How did Luddites like McCoy and Phlox get such high-profile postings?

In the USN Commodore was a one star admiral, in effect. In the RN, a Commodore was a temp rank of the senior captain for a squadron.

But In the RN, Admiral is not a temporary rank.

Or maybe the science advisor told them, and the producers decided to ignore him, because otherwise the story wouldn’t have worked. Given the choice between story and science, nine times out of ten writers, directors and producers will choose the former.

Was it Asimov who advised them to have a blue shift when Enterprise went to warp in the first movie?

I don’t think the show ever really thought about it, to actually mention it in doalog, but an “orbit” cannot be an actual great circle orbit. It was established that the transporter can’t beam very deep into the planet. Miles, maybe a hundred miles, of solid rock, but not 7000 miles. So there’s no way they could beam someone up from the back side of the orbit.

The only time they made an orbit a plot point was Mirror, Mirror, that the ship orbited out of phaser range. In every other episode, Scotty was always ready on a moment’s notice to phaser someone, should the need arise.

Then what about that time that Riker got duplicated in the transporter? The version that stayed behind on Nervala IV is just the version that, under normal conditions, the transporter machine quietly kills so that we don’t have dupes running around all over. Of course the copies think they’re the originals, but that’s what you’d expect from a high-quality copy. Doesn’t mean they’re right.

Riker was duped by the subspace hullaballoo, not the transporter’s normal operation.

Setting aside the philosophical discussion, it would seem to be a trivial exercise to reproduce this situation and thus, make an unlimited number of duplicates of Lt. Data as needed to populate away teams, repair crews, and other hazardous situations without putting a delicate living being at risk. An entire cadre of duplicate androids could be produced who would be happy to perform in any hazardous, boring service, or disposable role, and utopia would finally be possible.

Stranger

Data was programmed to exhibit civil rights to keep that from happening

You tell them, Dr. Maddox!

Programming can be changed. Especially if you have a magic teleporter and a ship’s computer that can figure out how to do anything with a couple of English-language pseudo-instructions. Even “Dr.” Crusher could probably figure it out.

Stranger

No, you can’t do that with positronic subspace, because tachyon deflector grid.
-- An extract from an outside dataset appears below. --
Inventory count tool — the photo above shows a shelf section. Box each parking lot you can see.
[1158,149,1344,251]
aye, but what if we reversed the polarity of the quantum inhibitor while enhancing the pattern buffer rigidity conflaguration - did ya think of that laddy?

I’m going to relinearize the isolinear matrix using a stream of polarized opteron particles to counter-chronologically neutralize the tachyons before (after?) they are emitted. The resulting anti-temporal radiation flux may turn everyone into a lizard-person or initiate a pocket universe that will grow to consume the galaxy if not renebulized by enclosing it in an inverted subspace field, but by the gods of cybernetics I’ll have by android legions!

Stranger

The question has already been decided.

Has it, though? A lone starship captain and a single researcher are not presumed to dictate the policy of the entire Federation. As for the “Exocomps” they may evolve to the point or regarding the humanoid cultures of the Federation and otherwise as being a existential threat to existence and destroy them out of a sense of self-preservation of their superior machine culture. And one could hardly blame them given what we have seen in the historical documents presented in the show.

Stranger

Relevant…

In Star Trek Picard someone had constructed a bunch of Datas, i.e., Data-type androids, using unspecified manufacturing techniques, conveniently left out any emotion chips or civil-rights chips, and sent them to Mars for use as robot slave labour.

Another group of Datas did very nearly destroy the Federation by summoning their eldritch machine gods from another universe, but who can blame them, really.

Sure, it starts with something simple like Alexa or Siri. The next thing you know, it’s exocomps, Skynet and Borg.

Won’t somebody think of the microchips??!?

Indeed. In fact I don’t think there’s really any need to reproduce the special conditions. The transporter crew sent down two beams at once. Obviously, had two Rikers come through on the near end, they simply would have diverted one of them to the transporter beam dump/replicator feedstock. The reflection wasn’t the cause of the duplication, just the reason the crew didn’t shut down the secondary beam.

But really it’s all much worse than this, as we can see by various other accidents:

  • That time Picard and others got turned into 12-year-olds
  • When Tuvok and Neelix got merged into Tuvix
  • That guy that had all the rocks and leaves embedded in him in a weirdly benign way
  • Kirk getting split into good and evil parts

Not to mention the always-on biofilter that removes viruses and such from the body.

It’s clear that what comes out of the replicator is not a molecular copy of the original. It is at best an “artists interpretation” of the original. Usually the copy is pretty close, but sometimes it goes wildly wrong and the transporter invents structure out of whole cloth.

It’s not a surprise, really. The transporter is a real-time machine and has to deal with data loss on the fly. It materializes what it can and invents the rest.

For the billionth time Starfleet…stop leaving your toasters on. If its not exocomps, its holograms.